He handled it all with class and dignity. But he also made decisions — very, very difficult decisions — and stuck by them. In both cases, he persuaded the coaches that it was time for them to retire. He gave them their buyout money, which is a tipoff that neither one were voluntary. Bill Snyder, of course, never said a single cross word. Bruce Weber, well, he had a momentary meltdown, and that could have devolved further. But Taylor was classy about all of it, which meant that it escalated no further.
Both could have been godawful, and they weren’t. In the Weber case, the broad consensus among fans I hear from is really warm regard and appreciation. It’s really a best-case scenario, actually — everybody leaves with good will. But had Taylor decided to extend Weber another year (or five), that all would have turned incredibly nasty.
It was the right move at the right time, handled the right way. The Klieman hire is turning out quite well, and I think K-State fans have every reason to think this next move will as well. Of course fan judgment on any of those things varies wildly, determined almost entirely by the result of the last game.
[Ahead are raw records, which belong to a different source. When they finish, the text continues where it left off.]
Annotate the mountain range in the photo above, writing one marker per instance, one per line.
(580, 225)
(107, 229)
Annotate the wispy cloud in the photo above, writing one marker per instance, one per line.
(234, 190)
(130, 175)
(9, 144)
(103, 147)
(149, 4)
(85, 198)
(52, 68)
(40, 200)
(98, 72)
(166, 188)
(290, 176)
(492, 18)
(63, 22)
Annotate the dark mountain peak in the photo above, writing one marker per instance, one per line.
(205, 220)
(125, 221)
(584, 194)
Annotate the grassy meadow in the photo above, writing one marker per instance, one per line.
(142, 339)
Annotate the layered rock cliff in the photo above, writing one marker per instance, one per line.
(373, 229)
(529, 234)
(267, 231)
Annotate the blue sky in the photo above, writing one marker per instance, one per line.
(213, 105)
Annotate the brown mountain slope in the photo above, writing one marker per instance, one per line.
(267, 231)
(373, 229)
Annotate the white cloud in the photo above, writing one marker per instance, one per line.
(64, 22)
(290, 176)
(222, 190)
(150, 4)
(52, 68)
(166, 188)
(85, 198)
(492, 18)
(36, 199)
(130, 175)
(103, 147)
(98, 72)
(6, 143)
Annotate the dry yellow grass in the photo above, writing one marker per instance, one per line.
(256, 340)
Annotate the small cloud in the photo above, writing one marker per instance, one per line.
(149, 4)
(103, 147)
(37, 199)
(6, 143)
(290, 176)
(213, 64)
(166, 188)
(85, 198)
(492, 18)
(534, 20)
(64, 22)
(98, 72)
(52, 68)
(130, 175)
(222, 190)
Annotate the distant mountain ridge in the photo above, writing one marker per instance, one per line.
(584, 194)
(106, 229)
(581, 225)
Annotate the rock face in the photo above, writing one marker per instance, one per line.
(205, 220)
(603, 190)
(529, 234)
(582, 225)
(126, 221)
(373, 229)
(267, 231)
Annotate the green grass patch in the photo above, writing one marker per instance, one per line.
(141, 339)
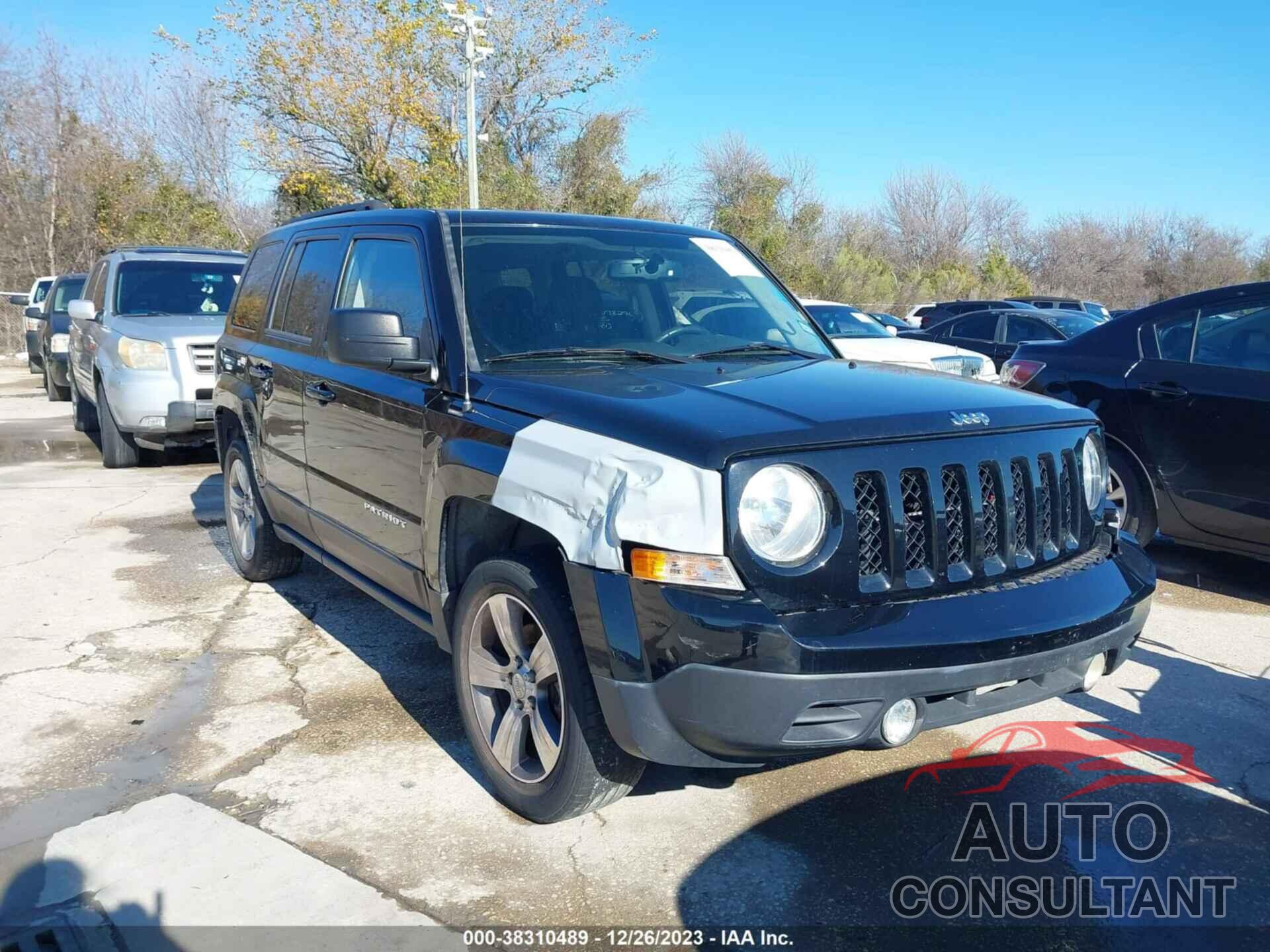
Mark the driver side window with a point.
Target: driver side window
(1235, 335)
The reasonable assessment will take five years.
Which leads me to one last point: By now I think you’d have to tip the cap to John Currie for the hiring of Bruce Weber, although it was much messier from a PR standpoint than the cases I’ve just been discussing. Martin was very popular, and I’ve always thought Weber walked into an impossible situation. But he leaves with two titles — something nobody’s done here since Jack Hartman upwards of a half-century ago — and, as I say, a lot of warm feelings.
These transitions are difficult, messy, expensive, and often counterproductive. These have, by any reasonable standard, been as good as could possibly be expected.